Austin, the decision is yours, but this Krogoth guy doesn't seem like he knows a whole lot about welding. You won't have any problems running flux core. You should definitely plan on practicing first so you can get your machine dialed in. If you have questions regarding the specific weld procedure with flux core, feel free to PM me.
"Ugly" yea but its just splatter nothing can't be knocked off easily and or shielded from by using sheet tin where needed, "incomplete" no I use flux core because I do 99% of my welding outside no need to worry about shielding gas blowing away.
While not ideal he jump right in weld its frame as part of his early learning curve its not something undo-able no.
Practice first and a lot and not just with the steel stock laying flat on the work bench. Gonna weld vertical on the frame? then practice welding vertical too and while in not so comfy position too.
Don't cheap out on welding helmet, if you can't see what you're doing? you can not weld properly.
NEVER EVER EVER EVER USE BRAKE CLEANER TO PREP A SURFACE BEFORE WELDING!!!!!!
THE active ingredient in brake cleaner turns into deadly phosgene gas when exposed to heat.
Hmm well I kind of like living so thanks for the heads up lol. wire wheel and grinder should do more then enough, also thanks for the link!
Originally Posted by Russell F Cary
Yes! Good catch, Tom. Do not, under any circumstances, use brake cleaner on or around ANY metal to be welded.
Austin, the decision is yours, but this Krogoth guy doesn't seem like he knows a whole lot about welding. You won't have any problems running flux core. You should definitely plan on practicing first so you can get your machine dialed in. If you have questions regarding the specific weld procedure with flux core, feel free to PM me.
Yeah, Just like anything else I do that im not familiar with is practice, Ive got a junk 96 f150 with a totaled frame which should work perfectly for some testing.
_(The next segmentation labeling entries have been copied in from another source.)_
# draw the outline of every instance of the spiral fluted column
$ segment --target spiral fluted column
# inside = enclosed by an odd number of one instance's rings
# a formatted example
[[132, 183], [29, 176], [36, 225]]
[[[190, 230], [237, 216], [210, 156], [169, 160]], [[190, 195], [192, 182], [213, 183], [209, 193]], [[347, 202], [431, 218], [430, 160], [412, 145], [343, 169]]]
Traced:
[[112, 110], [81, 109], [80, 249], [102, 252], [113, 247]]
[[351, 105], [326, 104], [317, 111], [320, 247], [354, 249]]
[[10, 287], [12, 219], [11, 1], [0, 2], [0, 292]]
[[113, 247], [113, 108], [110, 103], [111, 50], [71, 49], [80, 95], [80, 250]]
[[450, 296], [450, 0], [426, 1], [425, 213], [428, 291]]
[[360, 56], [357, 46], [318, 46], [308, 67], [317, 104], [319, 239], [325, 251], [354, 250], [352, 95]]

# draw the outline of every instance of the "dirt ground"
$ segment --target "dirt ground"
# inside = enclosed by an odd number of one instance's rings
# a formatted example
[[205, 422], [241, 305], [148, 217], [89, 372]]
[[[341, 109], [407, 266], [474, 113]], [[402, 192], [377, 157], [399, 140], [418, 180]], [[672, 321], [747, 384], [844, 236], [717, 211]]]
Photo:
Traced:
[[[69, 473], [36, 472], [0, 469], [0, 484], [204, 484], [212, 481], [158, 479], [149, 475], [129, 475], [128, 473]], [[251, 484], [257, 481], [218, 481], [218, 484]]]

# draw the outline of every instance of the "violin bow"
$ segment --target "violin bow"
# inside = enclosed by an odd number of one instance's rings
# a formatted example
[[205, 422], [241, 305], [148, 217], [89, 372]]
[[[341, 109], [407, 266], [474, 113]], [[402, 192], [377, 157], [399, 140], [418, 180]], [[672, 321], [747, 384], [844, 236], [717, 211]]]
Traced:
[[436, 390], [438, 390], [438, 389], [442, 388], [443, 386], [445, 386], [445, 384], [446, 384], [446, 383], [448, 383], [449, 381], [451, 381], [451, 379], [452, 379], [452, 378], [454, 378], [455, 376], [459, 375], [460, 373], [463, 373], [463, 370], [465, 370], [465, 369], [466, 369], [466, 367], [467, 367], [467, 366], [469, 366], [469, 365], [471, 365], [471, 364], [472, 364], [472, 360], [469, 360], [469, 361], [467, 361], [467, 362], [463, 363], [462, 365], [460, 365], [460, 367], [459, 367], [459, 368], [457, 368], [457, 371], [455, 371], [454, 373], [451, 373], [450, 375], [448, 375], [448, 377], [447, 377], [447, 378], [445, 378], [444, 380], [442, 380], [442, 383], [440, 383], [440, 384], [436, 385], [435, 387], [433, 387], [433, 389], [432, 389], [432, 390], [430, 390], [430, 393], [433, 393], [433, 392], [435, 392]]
I will defenitly PM you with any questions I end up having, Im sure there may be one or two
I have a Hobart 125 flux core that does just fine for lighter gauge stuff. I have welded up to 5/16 with it cranked up but the pieces were not anything structural. One thing about the smaller welders is they have limits. Not sure I would go the Harbor Fright way either. If you can spend a bit more do it. You get what you pay for. It took me a while to get proficient with my little one ie. practice makes pretty darn good. Any stuff bigger than 1/4 inch I use my Forney stick welder. Very smooth running unit. Follow Russells' tutorial and you will do fine. Great tute by the way Russell.
Thanks for all the help guys, I think I will be going with the 90 amp Flux Core Mig welder just because it is in my price range at the time. Once I get good and the basics down with welding down the road I will get a real good one as its something I plan on doing alot of. That Tutorial was amazing and helps alot! Im honestly not even really to concerned about the crack but the 4x4 shop wouldn't align the truck with the crack as a saftly hazard or whatever even though it didn't even effect steering. More so doing it just so i can get it aligned and actually driving.... Anyone got any preferences on welding helmets while on the subject? preferably around 50 bucks or so, dont have a whole lot to play with
That will be a vertical weld I'm guessing, in an uncomfortable position. The weld, when done properly, will be stronger than the metal around it, I would suggest watching videos on how to vertical weld, then practice, practice, practice. Start just by trying to run a straight bead on a piece of metal. Then lay a piece of metal on another and try to run a straight bead, centered in the joint. When you get the hang of it, you will know it. Use a small rod. Multiple passes are much stronger than one heavy pass. I am a certified 3G welder, but I don't do it enough to get what I call great results out in the field. It's amazing the difference in my welds 20 minutes or so after starting. When I test, I have no problem on a work bench, at the perfect height, in an indoor environment. Get all the flux off! Get a pick, and clean every time you stop. In a bend test, that flux you leave in will show up as cracks/voids.